“What’s In It For Me?” – New Proposed SEC Rules Could Enable Companies to Compensate “Finders” with Success Fees

Startup and early-stage companies often want to raise money from investors, and they often need help doing so. That help is often offered from “connectors” or “finders” – friends, friends-of-friends, advisors, etc. – each of who purports to have access to prospective investors, and all of who want to be compensated (i.e., to receive a “success fee”) in the event that their connections end up investing capital. Historically, that has generally been a “no-no.” Federal securities laws generally prohibit compensating anyone who is not a “registered broker-dealer” (which, you can generally assume, people are not) for helping raise money if that compensation is contingent upon the consummation of that capital raise. That may soon change.

On Oct. 7, 2020, the Securities and Exchange Commission (the “SEC”), by a 3-2 vote, proposed a conditional exemption from the broker-dealer registration requirements of the Securities Exchange Act of 1934, as amended (the “Exchange Act”). Under the proposal, a company would be able to compensate certain “finders” who assist it with raising capital from “accredited investors” with a success fee that is contingent upon the consummation of the capital raise.

The SEC’s proposal provides that two classes of “finders” – Tier I and Tier II finders – would be exempt from broker-registration requirements and permitted to receive success fees for helping companies raise capital from private markets, as long as certain conditions are met. Specifically:

  • Tier I Finders: Tier I finders would only be able to provide contact information of potential investors in connection with only a single capital raise by a single company in any twelve (12)-month period. Tier I finders may not communicate with investors regarding an investment opportunity.
  • Tier II Finders: Tier II finders would be allowed to solicit potential investors for an issuing company solely by: (a) identifying, screening and contacting potential investors; (b) distributing offering materials to potential investors; (c) discussing information included in any offering materials, as long as they do not provide advice as to the valuation or advisability of the investment; and (d) arranging or participating in meetings with the issuing company and potential investors.

The proposed exemptions from broker-registration requirements for both Tier I and Tier II finders would be available only if the following conditions are satisfied:

  • the capital raise is exempt from registration under the Securities Act of 1933 and the issuing company is not required to file reports under the Exchange Act (i.e., the issuing company need not make “public company” filings);
  • the finder does not engage in general solicitation;
  • the potential investor is an “accredited investor” or the finder has a reasonable belief that the potential investor is an “accredited investor”;
  • the finder and the company enter into a written agreement describing the services to be provided and the compensation to be paid; and
  • the finder is not an associated person of a broker-dealer or subject to statutory disqualification under the Exchange Act.

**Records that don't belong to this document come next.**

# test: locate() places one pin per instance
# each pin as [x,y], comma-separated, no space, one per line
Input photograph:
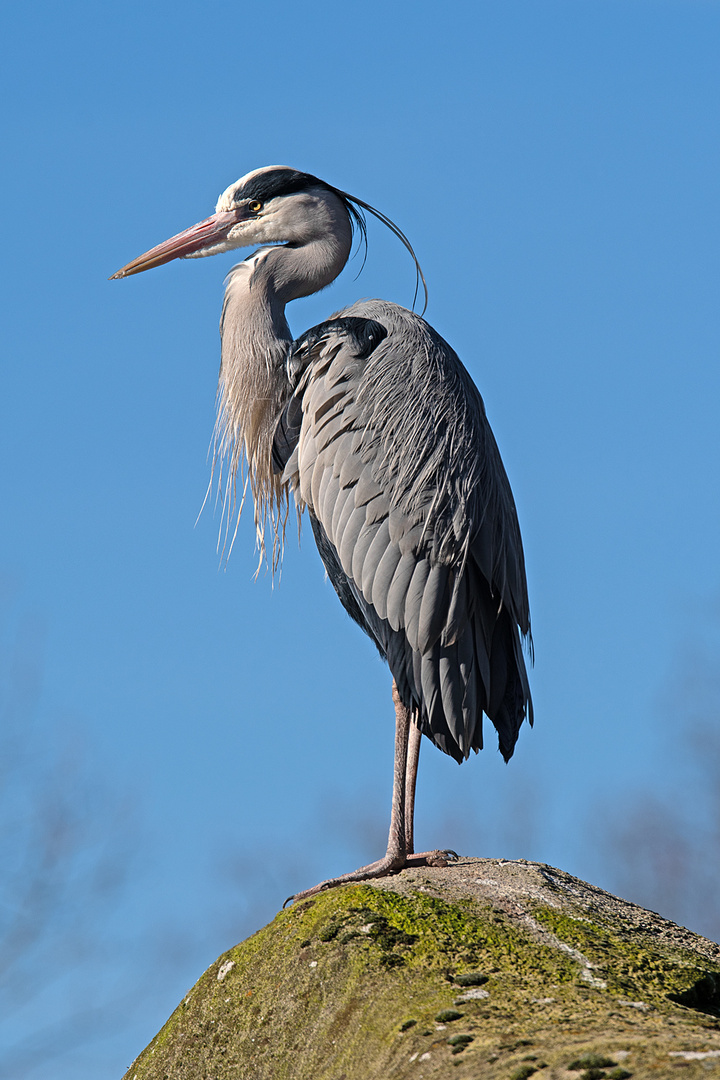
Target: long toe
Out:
[432,858]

In addition, Tier II finders would be required to make certain disclosures to potential investors prior to solicitation, including disclosure of the finder’s compensation, and to obtain written acknowledgment of those disclosures prior to the time of investment.

Finally, both tiers of finders would not be exempt from the broker-registration requirements if they engage in other activities traditionally reserved to brokers (e.g., helping to structure the capital raise transaction, negotiate terms, handle customer funds, prepare sales materials, perform independent analysis of the sale, engage in due diligence, and/or provide advice about the financial advisability of the investment).

Comments on the SEC’s proposal were due by November 12, 2020. While it is not yet clear how the Biden administration may view the proposal, if the exemption is finalized, looking forward, we expect that more companies seeking to raise small doses of private capital, and finders offering to help them do it, will need help structuring finder-fee agreements in a manner that complies with the final exemption.